Essentially, you set them up for warm apple pie and delivered cold pickles.

This can also happen when someone joins your email list. They may sign up because they found some good, helpful, and truly valuable content on your site. They want more of that, so they hand over their email address. But after a few weeks of receiving your “newsletter,” they’ve gotten nothing but promotional materials, articles about how awesome you are, or sales pitches pushing them to buy things they’re not interested in. You might as well unsubscribe them yourself.

Give the People What They Want

Consistency in your words, design, and style are all critical to each piece of your content’s success, but nothing kills conversions faster than failing to meet expectations—expectations you’ve created, mind you (we won’t even talk about trust here).
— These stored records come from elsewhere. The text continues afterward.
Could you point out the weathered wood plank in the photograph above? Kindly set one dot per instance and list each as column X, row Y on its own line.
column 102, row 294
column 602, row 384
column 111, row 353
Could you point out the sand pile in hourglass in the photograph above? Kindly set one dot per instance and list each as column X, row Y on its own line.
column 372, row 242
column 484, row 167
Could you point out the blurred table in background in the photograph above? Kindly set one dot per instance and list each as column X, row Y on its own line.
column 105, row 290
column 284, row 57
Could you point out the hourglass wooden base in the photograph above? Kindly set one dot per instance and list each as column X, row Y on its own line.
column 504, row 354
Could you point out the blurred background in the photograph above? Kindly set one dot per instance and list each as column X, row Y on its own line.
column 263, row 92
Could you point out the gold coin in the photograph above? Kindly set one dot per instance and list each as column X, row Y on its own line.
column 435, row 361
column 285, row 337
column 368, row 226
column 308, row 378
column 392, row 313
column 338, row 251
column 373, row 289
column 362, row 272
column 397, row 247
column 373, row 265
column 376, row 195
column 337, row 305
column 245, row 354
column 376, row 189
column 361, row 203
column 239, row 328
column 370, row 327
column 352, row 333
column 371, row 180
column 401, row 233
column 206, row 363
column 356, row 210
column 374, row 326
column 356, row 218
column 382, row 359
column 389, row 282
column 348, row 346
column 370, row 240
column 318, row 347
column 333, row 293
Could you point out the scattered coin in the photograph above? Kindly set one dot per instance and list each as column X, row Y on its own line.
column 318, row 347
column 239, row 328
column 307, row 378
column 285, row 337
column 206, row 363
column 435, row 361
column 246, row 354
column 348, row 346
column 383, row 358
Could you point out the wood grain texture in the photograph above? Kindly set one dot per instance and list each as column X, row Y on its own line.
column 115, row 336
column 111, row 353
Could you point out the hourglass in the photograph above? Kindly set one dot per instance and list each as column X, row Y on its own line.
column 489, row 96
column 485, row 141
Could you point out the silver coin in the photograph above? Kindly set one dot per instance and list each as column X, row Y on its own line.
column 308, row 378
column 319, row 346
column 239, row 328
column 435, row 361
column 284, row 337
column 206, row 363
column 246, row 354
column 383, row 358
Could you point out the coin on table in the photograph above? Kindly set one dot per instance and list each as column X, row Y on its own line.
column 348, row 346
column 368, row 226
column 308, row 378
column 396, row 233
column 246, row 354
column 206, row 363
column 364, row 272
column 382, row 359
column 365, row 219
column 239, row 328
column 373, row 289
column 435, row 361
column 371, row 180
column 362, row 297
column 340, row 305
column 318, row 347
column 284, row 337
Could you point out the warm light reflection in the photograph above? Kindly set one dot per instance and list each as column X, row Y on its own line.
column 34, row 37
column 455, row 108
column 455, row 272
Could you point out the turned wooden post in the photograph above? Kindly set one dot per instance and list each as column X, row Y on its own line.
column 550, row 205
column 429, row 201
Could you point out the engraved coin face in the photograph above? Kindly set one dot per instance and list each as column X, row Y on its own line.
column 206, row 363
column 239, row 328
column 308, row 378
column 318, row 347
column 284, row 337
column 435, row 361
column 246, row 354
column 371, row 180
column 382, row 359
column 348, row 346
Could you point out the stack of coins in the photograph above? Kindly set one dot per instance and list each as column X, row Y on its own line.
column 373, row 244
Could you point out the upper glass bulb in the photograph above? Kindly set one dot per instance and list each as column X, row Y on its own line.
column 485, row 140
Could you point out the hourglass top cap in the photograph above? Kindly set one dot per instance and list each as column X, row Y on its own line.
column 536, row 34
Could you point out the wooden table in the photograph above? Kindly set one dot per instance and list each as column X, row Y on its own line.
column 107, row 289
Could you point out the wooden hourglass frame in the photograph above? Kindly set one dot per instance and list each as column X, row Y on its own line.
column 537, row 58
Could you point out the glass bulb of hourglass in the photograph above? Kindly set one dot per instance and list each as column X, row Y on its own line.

When a potential customer intends to read more helpful advice on a topic they’re interested in, and you throw them onto a page to schedule a free consultation, you’ve created a problem.

This is why, when creating any new content, you must first consider the intended action of every piece that will drive traffic to it, every piece that came before it—even if these pieces were created months ago.

If a social media post is written to engage a reader, the other end of that click has to deliver the goods. Sure, give them cues, match words, design elements, images. But above all, match expectations. Create a customer experience that delivers consistency.

Your customers may not say thank you, but their conversions will.